Politicians Continue to Use Cell Phones to Get the Vote

By Amanda Ciccatelli, TMCnet Web Editor

The phone rings and instead of a person on the other end, it's a recording. The familiar voice is a politician asking you to vote. Political campaigns have spent millions on pre-recorded calls to the home phones of America persuading them to vote. Now, with the 2012 campaign for President and Senate, those calls are starting to be made to cell phones, too.


Recently, the atlantic.com reported that Hugh Hewitt is getting complaint emails from listeners on his talk-radio show about recorded phone calls.  Hewitt said that studies show when you get six calls, with the seventh call, you're more likely to vote.

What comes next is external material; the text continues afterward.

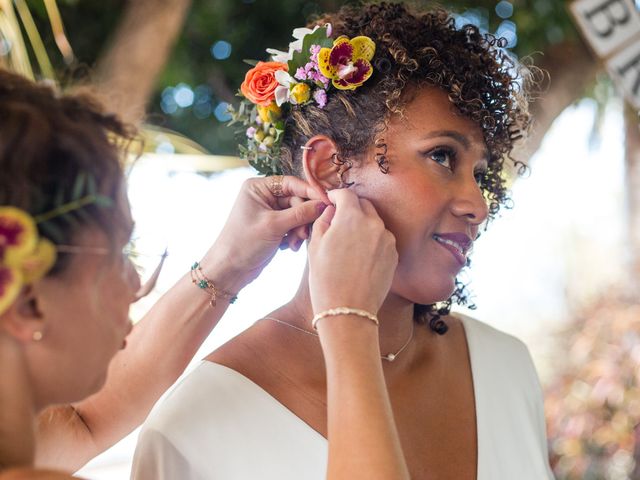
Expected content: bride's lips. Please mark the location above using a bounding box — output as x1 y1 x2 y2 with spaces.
433 233 473 267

If you are frustrated over the minutes you just lost listening to a political pitch and even have signed up and placed your name on the Do Not Call Registry, those calls aren't going to stop. Nonprofit groups, survey companies and political campaigns are exempt from this registry, and a campaign may have no way to determine that the number they're dialing is a cell phone.

Part of the problem is that one-third of Americans have dropped their home phone lines and only use a cell phone, therefore, it is the only number to give out.

Politicians use cell phones to work the system to make as many of these cheap and easy contacts as they like. According a tbo.com article, nothing is going to prevent candidates from calling your number.

Federal rules even require the pre-existing relationship before a computer can automatically dial a cell phone number, but modern campaigns have ways around this rule. Democrat and Republican campaigns can enlist volunteers to make calls. The volunteer simply signs up online and the campaign provides a list of phone numbers or even makes the connection between the caller and the recipient. The law then sees it as one person calling another person.

Even you were a motivated citizen wishing to file a complaint, you would need to identify who made the call: a candidate, a political action committee, a SuperPAC, a nonprofit. Modern caller ID blocking can make this impossible because the cell phone screen may appear blank or display "unavailable."

The Federal Communications Commission is aiming to address this problem, but there are complicated reasons that give the upper hand to those campaigning for office. Because campaigns and elections have a short lifespan, by the time a penalty is imposed Election Day may have come and gone.